Entre os deputados que pediram vista, estão Nelson Pellegrino (PT-BA), Antônio Carlos Magalhães Neto (PFL-BA), Geraldo Magela (PT-DF), José Eduardo Cardozo (PT-SP). O presidente da CCJ, Leonardo Picciani (PMDB-RJ), concedeu vista por duas sessões da Câmara para os pedidos. 

Essa foi uma das informações colhidas pelo Sistema de Monitoramento de Fatores de Risco (Vigitel), visit this site que realizou 54 mil entrevistas em todas as capitais brasileiras no ano passado.

Segundo o pesquisador Carlos Monteiro, information pills da Escola de Saúde Pública da Universidade de São Paulo (USP), principal responsável pela pesquisa,  o número de brasileiros que não praticam nenhuma atividade de esforço físico foi um dos dados que mais chamaram a atenção. Os resultados da pesquisa, encomendada pelo Ministério da Saúde, foram divulgados hoje, em Brasília.

“Foi assustador, de certa maneira, identificar 30% dos adultos nessa situação, mais homens do que mulheres e mais pessoas de nível socioeconômico mais elevado. Quanto maior a escolaridade da pessoa, maior a proporção de pessoas que são totalmente inativas. Então esse foi um dado novo e, como um dado novo, acabou surpreendendo”, afirmou Monteiro.
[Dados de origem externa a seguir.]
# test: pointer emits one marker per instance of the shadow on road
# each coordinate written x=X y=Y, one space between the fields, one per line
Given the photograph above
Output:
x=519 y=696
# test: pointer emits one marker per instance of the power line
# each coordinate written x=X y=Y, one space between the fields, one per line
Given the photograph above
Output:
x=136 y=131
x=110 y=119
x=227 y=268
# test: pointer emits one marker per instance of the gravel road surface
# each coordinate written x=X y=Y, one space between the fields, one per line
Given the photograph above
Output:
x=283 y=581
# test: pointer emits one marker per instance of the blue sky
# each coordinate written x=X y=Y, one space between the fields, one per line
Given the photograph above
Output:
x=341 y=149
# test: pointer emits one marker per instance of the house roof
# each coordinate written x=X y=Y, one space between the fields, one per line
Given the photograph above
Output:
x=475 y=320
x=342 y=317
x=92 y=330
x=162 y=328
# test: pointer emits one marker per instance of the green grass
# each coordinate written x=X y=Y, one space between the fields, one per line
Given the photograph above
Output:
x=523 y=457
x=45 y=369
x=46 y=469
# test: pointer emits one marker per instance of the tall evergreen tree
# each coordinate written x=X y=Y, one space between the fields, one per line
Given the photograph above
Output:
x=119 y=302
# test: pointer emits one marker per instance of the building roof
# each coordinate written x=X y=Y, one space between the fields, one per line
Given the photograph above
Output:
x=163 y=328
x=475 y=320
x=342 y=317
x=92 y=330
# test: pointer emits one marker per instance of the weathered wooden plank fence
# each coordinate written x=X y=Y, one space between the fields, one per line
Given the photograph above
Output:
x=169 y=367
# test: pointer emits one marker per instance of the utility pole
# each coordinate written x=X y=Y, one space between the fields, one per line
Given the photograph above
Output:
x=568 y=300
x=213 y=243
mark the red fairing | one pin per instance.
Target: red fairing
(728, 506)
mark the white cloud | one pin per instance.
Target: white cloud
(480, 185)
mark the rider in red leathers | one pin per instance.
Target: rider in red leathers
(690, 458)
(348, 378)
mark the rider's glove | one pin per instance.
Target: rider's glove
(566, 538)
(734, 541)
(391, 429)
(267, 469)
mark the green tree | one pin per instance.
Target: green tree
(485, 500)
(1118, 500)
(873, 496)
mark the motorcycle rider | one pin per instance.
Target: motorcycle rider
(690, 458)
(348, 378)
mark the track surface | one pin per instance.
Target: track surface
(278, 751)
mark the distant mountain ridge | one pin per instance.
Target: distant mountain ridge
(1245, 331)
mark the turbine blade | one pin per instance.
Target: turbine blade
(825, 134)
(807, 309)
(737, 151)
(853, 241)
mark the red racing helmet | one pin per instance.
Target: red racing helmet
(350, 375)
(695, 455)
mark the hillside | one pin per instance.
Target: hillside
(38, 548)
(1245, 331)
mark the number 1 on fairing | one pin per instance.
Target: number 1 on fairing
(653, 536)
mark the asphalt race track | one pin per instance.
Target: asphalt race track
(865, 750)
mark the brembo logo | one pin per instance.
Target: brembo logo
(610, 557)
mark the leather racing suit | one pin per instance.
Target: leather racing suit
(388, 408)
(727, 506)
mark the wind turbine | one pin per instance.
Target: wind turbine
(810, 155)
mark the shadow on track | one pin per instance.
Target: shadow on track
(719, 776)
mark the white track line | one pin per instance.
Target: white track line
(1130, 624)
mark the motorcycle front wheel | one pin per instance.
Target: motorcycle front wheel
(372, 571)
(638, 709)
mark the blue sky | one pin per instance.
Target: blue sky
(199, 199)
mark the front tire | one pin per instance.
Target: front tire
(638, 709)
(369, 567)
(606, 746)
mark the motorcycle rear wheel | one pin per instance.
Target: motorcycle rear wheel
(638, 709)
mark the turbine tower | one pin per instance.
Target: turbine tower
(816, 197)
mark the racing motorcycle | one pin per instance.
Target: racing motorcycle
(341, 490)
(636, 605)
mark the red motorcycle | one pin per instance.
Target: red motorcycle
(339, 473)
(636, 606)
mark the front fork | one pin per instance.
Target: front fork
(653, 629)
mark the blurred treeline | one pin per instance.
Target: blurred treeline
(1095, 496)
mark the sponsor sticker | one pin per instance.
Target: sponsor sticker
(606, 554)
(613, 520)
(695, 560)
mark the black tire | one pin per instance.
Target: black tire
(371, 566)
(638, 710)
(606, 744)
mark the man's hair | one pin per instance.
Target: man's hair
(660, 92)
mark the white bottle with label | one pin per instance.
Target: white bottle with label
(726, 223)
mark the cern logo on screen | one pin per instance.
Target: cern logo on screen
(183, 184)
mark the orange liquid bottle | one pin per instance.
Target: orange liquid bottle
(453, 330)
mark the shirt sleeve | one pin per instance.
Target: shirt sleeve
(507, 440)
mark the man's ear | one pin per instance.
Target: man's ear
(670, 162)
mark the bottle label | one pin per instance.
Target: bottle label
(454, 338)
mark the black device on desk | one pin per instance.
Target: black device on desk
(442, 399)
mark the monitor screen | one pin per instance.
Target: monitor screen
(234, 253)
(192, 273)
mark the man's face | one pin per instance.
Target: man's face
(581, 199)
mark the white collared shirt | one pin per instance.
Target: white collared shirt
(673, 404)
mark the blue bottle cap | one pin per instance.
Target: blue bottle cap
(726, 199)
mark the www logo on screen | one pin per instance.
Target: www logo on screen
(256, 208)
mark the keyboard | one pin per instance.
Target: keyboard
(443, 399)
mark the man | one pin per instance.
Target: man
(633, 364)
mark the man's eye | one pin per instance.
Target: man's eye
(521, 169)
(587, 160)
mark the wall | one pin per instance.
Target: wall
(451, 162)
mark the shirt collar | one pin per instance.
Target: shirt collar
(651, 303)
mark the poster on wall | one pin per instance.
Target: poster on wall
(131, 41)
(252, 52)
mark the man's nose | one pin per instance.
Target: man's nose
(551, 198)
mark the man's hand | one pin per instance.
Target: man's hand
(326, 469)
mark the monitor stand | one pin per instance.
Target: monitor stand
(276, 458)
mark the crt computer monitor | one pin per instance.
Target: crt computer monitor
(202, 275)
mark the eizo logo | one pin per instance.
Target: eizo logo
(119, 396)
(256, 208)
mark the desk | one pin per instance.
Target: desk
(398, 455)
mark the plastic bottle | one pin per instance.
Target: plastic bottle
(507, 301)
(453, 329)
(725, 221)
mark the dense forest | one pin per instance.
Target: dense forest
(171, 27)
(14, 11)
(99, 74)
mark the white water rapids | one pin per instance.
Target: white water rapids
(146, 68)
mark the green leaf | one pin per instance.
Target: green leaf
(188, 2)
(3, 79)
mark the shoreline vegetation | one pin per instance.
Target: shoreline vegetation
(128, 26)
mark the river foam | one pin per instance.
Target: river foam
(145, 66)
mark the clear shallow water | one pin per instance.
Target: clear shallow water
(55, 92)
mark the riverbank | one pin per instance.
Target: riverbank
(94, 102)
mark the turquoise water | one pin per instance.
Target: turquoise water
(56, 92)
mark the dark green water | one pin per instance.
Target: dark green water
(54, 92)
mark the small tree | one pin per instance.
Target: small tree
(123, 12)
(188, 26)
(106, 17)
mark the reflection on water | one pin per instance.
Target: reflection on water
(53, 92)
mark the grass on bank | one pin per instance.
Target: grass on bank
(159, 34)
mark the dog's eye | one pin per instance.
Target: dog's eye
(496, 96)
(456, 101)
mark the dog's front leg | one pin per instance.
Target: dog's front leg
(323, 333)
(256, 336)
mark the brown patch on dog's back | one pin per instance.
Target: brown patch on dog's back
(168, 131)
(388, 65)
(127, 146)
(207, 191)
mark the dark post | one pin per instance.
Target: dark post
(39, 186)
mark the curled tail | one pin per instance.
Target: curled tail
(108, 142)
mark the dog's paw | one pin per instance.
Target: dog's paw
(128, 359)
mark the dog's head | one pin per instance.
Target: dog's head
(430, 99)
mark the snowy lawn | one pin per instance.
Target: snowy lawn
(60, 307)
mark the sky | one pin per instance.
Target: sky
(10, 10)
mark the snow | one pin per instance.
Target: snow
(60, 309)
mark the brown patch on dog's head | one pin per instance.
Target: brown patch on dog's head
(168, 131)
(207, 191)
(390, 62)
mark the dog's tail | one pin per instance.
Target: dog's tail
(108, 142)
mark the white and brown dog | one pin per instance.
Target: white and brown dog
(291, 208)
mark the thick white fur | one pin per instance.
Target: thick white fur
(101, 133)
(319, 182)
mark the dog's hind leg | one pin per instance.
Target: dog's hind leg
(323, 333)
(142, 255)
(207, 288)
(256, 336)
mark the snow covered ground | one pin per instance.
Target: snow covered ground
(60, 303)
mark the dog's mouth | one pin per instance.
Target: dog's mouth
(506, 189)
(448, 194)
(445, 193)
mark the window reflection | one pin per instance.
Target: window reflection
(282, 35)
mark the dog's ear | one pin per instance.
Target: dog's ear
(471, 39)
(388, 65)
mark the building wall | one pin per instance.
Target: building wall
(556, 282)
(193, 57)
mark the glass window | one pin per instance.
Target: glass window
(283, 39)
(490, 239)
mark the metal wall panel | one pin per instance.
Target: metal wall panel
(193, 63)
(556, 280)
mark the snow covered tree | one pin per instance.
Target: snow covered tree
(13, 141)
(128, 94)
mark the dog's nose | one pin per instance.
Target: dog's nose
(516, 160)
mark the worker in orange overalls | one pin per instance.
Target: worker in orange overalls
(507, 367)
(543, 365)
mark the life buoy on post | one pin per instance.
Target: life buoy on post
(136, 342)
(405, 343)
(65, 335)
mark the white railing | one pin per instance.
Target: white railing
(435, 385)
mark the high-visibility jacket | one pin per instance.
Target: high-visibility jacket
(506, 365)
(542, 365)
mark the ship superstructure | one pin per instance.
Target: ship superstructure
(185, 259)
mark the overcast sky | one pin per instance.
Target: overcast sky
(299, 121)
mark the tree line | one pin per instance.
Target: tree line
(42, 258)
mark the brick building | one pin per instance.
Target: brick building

A capital do Rio Grande do Norte, Natal, foi a que apresentou maior índice de inatividade física  (35,1%). O menor índice (21,6%) foi registrado em Boa Vista, capital do Acre. A pesquisa também constatou que a inatividade física é mais freqüente no sexo masculino do que no feminino. Entre os homens, o maior sedentarismo foi observado em  João Pessoa (47,3%), na Paraíba; Natal (46,8%) e Maceió (43,9%), em Alagoas. O menor sedentarismo foi encontrado nas cidades de Boa Vista (28,6%), Porto Velho (31,7%), em Rondônia, e Palmas (33,3%), em Tocantins.

Entre as mulheres, a maior freqüência de sedentarismo foram encontradas na capital sergipana, Aracaju (26,5%), e em Natal (25,4%) e João Pessoa (25%). As menores taxas são as de Boa Vista (14,6%), Manaus (14,8%),  no Amazonas, e Porto Velho (16,6%).

De maneira geral, a freqüência de adultos que praticam atividade física no lazer foi considerada modesta em todas as capitais brasileiras. O Distrito Federal, com 21,5%,  foi a unidade onde as pessoas mais praticam atividade física, e São Paulo (10,5%), a capital onde menos se praticam exercícios físicos. O estudo também verificou que mais homens do que mulheres praticam atividades físicas no lazer.